Another insult features the exciting prospect of a "safe sleeping site" for 150 people when it is likely that many additional people will be finding themselves homeless on the streets of Santa Cruz every month for the foreseeable future.

“As a grant writer, I know what it takes to be competitive as a community. Funders want to see communities that are in action. Funders want to see that we are capable of moving forward with solutions, and so this is a step in that direction,” Councilmember Shebreh Kalantari-Johnson said. “And so when the state sees that we have made progress, and we have stood up 150 safe sleeping sites in a matter of months, they’re going to want to fund us because they’re going to want to see our efforts progress and expand.”

Then consider what happens with all this promised funding announced by Governor Gavin Newsom in his rule by headline desperation that seems to be exciting councilperson Kalantari-Johnson.
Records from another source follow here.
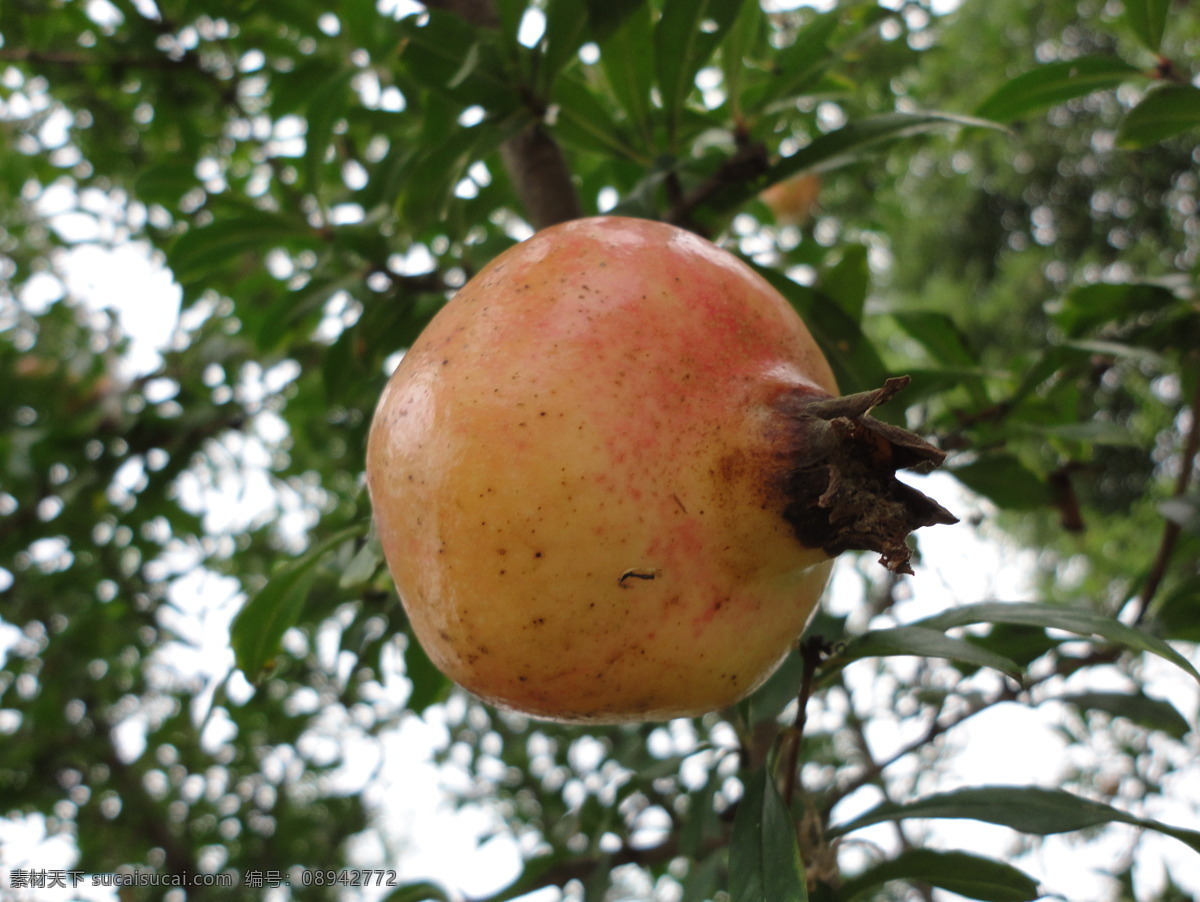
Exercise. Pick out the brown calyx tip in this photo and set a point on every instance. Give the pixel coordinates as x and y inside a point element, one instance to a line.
<point>840,485</point>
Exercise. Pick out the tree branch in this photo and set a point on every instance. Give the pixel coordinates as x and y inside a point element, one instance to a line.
<point>1170,528</point>
<point>534,161</point>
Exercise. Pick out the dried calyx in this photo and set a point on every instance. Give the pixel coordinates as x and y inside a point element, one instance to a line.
<point>841,488</point>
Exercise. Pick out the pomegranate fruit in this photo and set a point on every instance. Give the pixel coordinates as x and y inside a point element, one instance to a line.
<point>611,475</point>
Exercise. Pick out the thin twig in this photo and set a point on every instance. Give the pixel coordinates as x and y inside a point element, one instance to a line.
<point>811,653</point>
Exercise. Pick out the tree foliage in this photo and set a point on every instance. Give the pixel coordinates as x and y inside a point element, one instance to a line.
<point>198,637</point>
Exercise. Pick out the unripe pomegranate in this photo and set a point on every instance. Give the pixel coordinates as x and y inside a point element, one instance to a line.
<point>611,475</point>
<point>793,199</point>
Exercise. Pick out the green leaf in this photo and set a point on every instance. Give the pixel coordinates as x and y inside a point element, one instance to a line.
<point>1068,619</point>
<point>606,16</point>
<point>745,34</point>
<point>685,36</point>
<point>257,629</point>
<point>423,891</point>
<point>363,565</point>
<point>1006,481</point>
<point>1092,307</point>
<point>1026,809</point>
<point>1147,18</point>
<point>567,28</point>
<point>1183,511</point>
<point>765,858</point>
<point>1093,432</point>
<point>923,642</point>
<point>1162,114</point>
<point>855,361</point>
<point>430,685</point>
<point>325,107</point>
<point>958,872</point>
<point>849,281</point>
<point>1054,83</point>
<point>583,121</point>
<point>1175,614</point>
<point>850,143</point>
<point>627,56</point>
<point>939,335</point>
<point>199,250</point>
<point>1137,707</point>
<point>448,55</point>
<point>946,346</point>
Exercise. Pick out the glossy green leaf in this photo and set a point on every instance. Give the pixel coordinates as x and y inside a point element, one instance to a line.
<point>765,858</point>
<point>627,56</point>
<point>923,642</point>
<point>965,875</point>
<point>1025,809</point>
<point>325,107</point>
<point>430,685</point>
<point>585,124</point>
<point>855,361</point>
<point>423,891</point>
<point>1054,83</point>
<point>1147,18</point>
<point>567,29</point>
<point>684,38</point>
<point>1175,613</point>
<point>1053,617</point>
<point>1162,114</point>
<point>1183,511</point>
<point>257,629</point>
<point>606,16</point>
<point>1153,714</point>
<point>1095,432</point>
<point>1087,308</point>
<point>1006,481</point>
<point>199,250</point>
<point>849,281</point>
<point>850,143</point>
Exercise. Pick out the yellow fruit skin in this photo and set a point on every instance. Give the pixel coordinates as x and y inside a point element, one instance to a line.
<point>574,473</point>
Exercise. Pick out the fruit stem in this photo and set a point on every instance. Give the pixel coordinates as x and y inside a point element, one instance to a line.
<point>840,483</point>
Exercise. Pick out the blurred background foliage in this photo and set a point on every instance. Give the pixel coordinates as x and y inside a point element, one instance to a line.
<point>204,663</point>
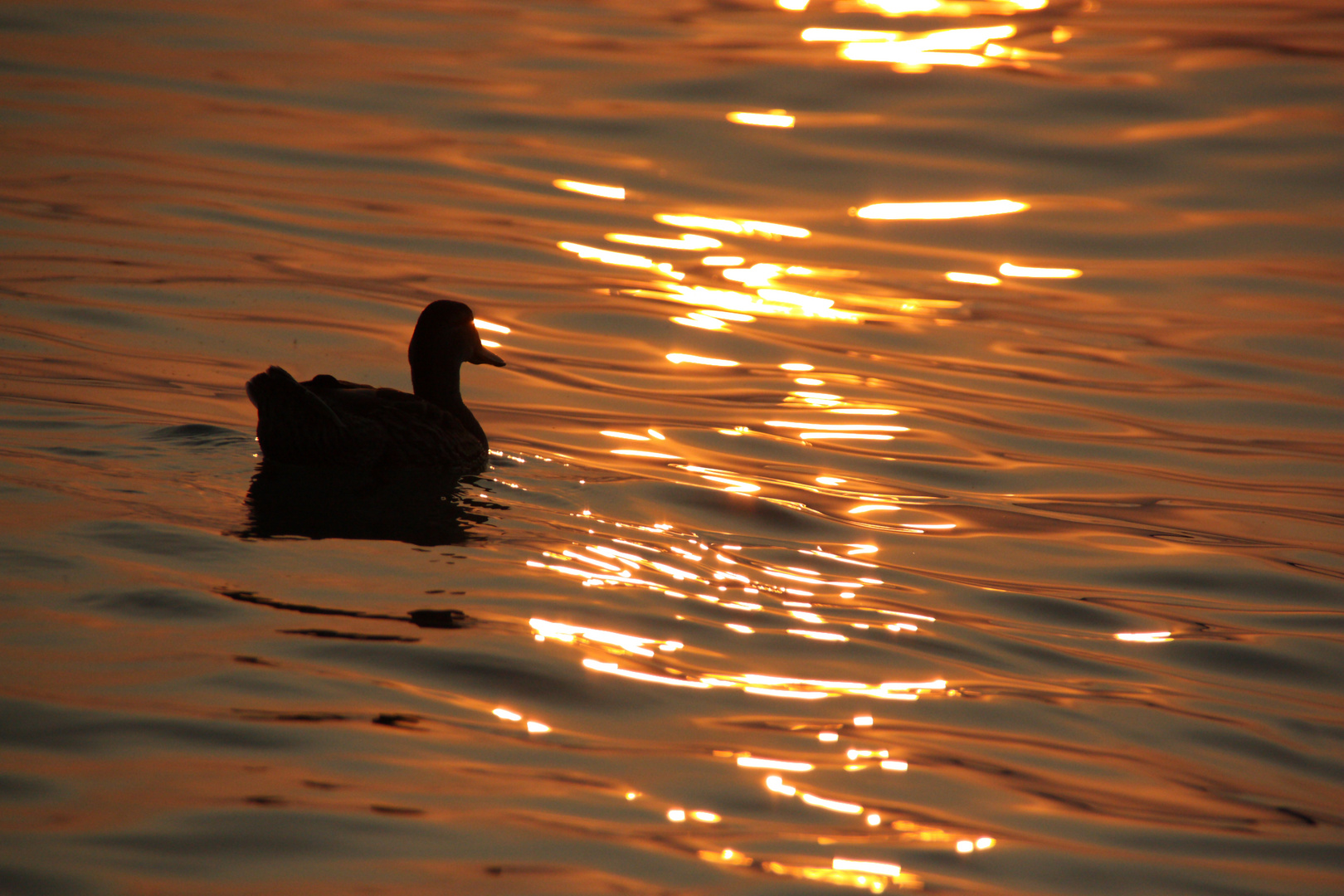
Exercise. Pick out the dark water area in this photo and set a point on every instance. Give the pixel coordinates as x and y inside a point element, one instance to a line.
<point>918,464</point>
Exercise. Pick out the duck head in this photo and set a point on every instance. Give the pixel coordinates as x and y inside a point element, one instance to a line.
<point>446,338</point>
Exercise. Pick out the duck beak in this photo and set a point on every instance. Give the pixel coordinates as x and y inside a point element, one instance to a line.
<point>485,356</point>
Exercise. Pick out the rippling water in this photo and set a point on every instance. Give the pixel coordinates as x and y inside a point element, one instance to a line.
<point>930,460</point>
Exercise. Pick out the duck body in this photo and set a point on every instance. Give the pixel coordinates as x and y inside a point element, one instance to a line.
<point>332,422</point>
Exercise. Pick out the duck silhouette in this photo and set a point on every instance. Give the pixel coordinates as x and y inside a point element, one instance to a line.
<point>334,423</point>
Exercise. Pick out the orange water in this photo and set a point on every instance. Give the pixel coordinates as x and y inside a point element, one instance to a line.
<point>1079,562</point>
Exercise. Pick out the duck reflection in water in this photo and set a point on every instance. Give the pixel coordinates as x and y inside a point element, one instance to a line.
<point>347,460</point>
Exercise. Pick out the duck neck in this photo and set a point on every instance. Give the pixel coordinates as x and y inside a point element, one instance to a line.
<point>442,387</point>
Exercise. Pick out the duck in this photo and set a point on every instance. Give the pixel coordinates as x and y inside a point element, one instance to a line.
<point>336,423</point>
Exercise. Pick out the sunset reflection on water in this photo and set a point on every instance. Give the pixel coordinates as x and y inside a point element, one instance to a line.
<point>916,464</point>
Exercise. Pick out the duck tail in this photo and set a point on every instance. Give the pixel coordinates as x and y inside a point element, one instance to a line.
<point>292,422</point>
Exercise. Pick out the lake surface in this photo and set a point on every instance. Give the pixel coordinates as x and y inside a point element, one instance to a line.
<point>918,464</point>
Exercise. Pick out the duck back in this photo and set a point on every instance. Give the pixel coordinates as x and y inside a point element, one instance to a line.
<point>329,422</point>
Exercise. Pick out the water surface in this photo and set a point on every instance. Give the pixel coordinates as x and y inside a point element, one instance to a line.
<point>932,461</point>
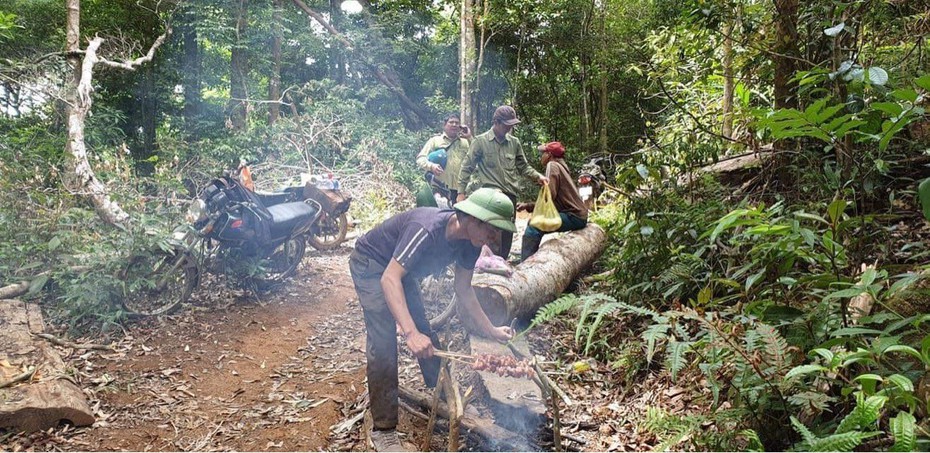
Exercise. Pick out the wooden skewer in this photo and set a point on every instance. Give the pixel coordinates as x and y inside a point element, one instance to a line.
<point>453,355</point>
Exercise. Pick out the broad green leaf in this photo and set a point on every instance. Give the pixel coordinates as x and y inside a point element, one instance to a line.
<point>905,94</point>
<point>825,353</point>
<point>37,284</point>
<point>54,244</point>
<point>903,427</point>
<point>904,282</point>
<point>923,82</point>
<point>868,277</point>
<point>893,109</point>
<point>804,369</point>
<point>835,210</point>
<point>855,74</point>
<point>923,191</point>
<point>855,331</point>
<point>903,348</point>
<point>868,377</point>
<point>809,216</point>
<point>901,382</point>
<point>843,294</point>
<point>754,278</point>
<point>705,295</point>
<point>848,126</point>
<point>878,76</point>
<point>726,222</point>
<point>835,30</point>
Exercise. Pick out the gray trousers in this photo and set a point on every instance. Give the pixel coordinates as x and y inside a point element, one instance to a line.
<point>381,341</point>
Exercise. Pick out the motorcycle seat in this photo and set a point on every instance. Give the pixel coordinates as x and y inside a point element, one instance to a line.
<point>274,198</point>
<point>291,218</point>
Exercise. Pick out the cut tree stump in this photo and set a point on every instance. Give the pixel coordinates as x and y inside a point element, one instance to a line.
<point>541,278</point>
<point>47,398</point>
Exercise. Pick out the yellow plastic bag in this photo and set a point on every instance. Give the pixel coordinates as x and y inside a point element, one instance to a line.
<point>545,216</point>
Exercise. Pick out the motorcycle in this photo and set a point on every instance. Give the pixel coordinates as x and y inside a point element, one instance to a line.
<point>590,183</point>
<point>230,229</point>
<point>331,228</point>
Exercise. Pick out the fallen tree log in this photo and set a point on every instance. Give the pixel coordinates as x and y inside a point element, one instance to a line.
<point>541,278</point>
<point>44,398</point>
<point>499,438</point>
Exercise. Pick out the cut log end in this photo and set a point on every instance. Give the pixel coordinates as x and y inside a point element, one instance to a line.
<point>36,407</point>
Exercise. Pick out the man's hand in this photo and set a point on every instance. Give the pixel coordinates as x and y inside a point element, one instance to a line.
<point>420,345</point>
<point>528,207</point>
<point>502,334</point>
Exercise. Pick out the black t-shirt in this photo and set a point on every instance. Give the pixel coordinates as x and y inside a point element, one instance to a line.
<point>417,240</point>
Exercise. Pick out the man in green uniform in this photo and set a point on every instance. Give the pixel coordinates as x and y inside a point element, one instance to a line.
<point>495,159</point>
<point>454,140</point>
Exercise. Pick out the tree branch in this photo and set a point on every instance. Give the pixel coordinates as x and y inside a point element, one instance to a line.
<point>132,64</point>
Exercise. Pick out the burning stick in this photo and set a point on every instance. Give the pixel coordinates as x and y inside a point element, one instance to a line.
<point>503,365</point>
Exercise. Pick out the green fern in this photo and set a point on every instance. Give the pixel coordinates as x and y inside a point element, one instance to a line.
<point>653,335</point>
<point>590,302</point>
<point>553,309</point>
<point>806,434</point>
<point>675,356</point>
<point>903,428</point>
<point>841,442</point>
<point>602,312</point>
<point>865,415</point>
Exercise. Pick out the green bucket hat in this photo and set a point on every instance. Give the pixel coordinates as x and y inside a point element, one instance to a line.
<point>490,206</point>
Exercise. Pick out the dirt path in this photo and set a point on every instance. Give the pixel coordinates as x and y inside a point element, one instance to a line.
<point>230,372</point>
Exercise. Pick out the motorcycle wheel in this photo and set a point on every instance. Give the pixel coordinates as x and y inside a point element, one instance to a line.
<point>282,263</point>
<point>157,283</point>
<point>329,232</point>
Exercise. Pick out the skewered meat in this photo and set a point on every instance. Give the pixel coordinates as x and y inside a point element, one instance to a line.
<point>504,365</point>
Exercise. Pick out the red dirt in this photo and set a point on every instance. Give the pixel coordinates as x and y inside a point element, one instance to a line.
<point>255,375</point>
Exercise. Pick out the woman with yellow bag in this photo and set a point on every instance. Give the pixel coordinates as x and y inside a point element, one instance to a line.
<point>559,206</point>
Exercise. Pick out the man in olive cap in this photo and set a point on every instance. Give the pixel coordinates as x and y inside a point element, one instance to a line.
<point>495,159</point>
<point>443,178</point>
<point>386,266</point>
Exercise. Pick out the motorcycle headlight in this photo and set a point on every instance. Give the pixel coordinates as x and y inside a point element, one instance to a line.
<point>197,211</point>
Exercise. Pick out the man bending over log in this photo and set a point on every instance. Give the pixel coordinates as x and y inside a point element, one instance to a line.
<point>386,265</point>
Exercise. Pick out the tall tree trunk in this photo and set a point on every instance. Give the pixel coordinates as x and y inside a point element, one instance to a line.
<point>79,177</point>
<point>238,71</point>
<point>467,72</point>
<point>603,113</point>
<point>336,55</point>
<point>192,66</point>
<point>603,117</point>
<point>786,52</point>
<point>148,114</point>
<point>482,43</point>
<point>274,85</point>
<point>727,128</point>
<point>786,49</point>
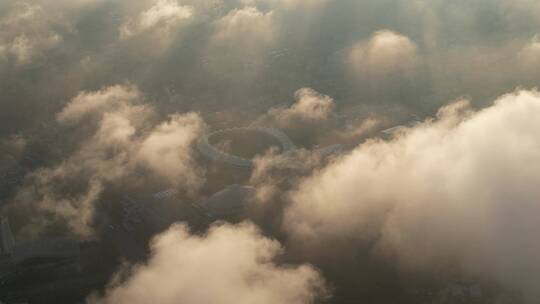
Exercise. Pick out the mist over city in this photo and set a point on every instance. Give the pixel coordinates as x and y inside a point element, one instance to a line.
<point>269,151</point>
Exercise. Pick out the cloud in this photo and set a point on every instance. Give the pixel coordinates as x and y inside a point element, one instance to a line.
<point>97,102</point>
<point>167,149</point>
<point>121,137</point>
<point>458,191</point>
<point>27,32</point>
<point>162,18</point>
<point>229,264</point>
<point>386,53</point>
<point>309,105</point>
<point>239,43</point>
<point>530,53</point>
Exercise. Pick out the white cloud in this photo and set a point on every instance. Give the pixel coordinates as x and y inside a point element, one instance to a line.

The Jeff Bezos “The Day 1 Families Fund” donated $2.5 million to Housing Matters in 2020 and a couple of months later the 30-bed homeless shelter at Housing Matters on River Street closed due to lack of funding. Social workers at the shelter struggled to find new locations for the dispossessed. Consider the success of Operation Roomkey. San Francisco is paying $16.1 million to shelter homeless people in 262 tents placed in empty lots around the city. They could have placed those people at the Fairmont for that price and that is really the solution here in Santa Cruz. Start by filling the Hampton Inn on Mission Street.

By dehumanizing those who cannot afford housing city officials have guaranteed that there will not be a single location for even one of their 150 person safe sleeping sites let alone the fifteen such cruel insults to human dignity that would be required to accommodate all those outside.

The May 7th Santa Cruz Sentinel article “Eviction of Highway 1, 9 unhoused residents to start Monday” quotes city and county officials as saying that the city shelter programs don’t have a great deal of capacity”.

According to Jason Hoppin, Santa Cruz County communications manager, there are currently more than 800 people staying in various shelter types. That includes COVID-19 state-funded Project Roomkey, where motels are rented out to unhoused people who are at greater risk of the virus, as well as semi-congregate shelters at Veteran’s Halls, and the National Guard Armory shelter.

“We don’t have really a great deal of capacity in that system, and we still have hundreds and hundreds of people on waiting lists to get in to that system,” Hoppin said.

Those accepted into various shelter programs are prioritized based on medical need, Hoppin explained.

“There’s not enough shelter in the county, and the city is doing the very best we can with the resources we have available, within its purview — like the Benchlands, where we have 120 people camping,” City Communications Manager Elizabeth Smith said.”

I visited the Benchlands during the afternoon of the May 11th City Council meeting. I found a friend of mine standing under the pedestrian bridge looking exhausted still grasping her neatly packed garden wagon. “How are you doing?” I asked. “Not too good” she responded. She had lost much of her items during the Highway 1 sweep and was seeking someplace to set up her tent. I counted 184 tents already pitch on the Benchlands at 3:00 pm that day. Those numbers are sure to grow well beyond the 122 spaces ordered by Magistrate Judge Susan Van Keulen.

A city that can embrace the idea of Seabright Strong is rushing ever closer to a time when the logic of internment becomes reality.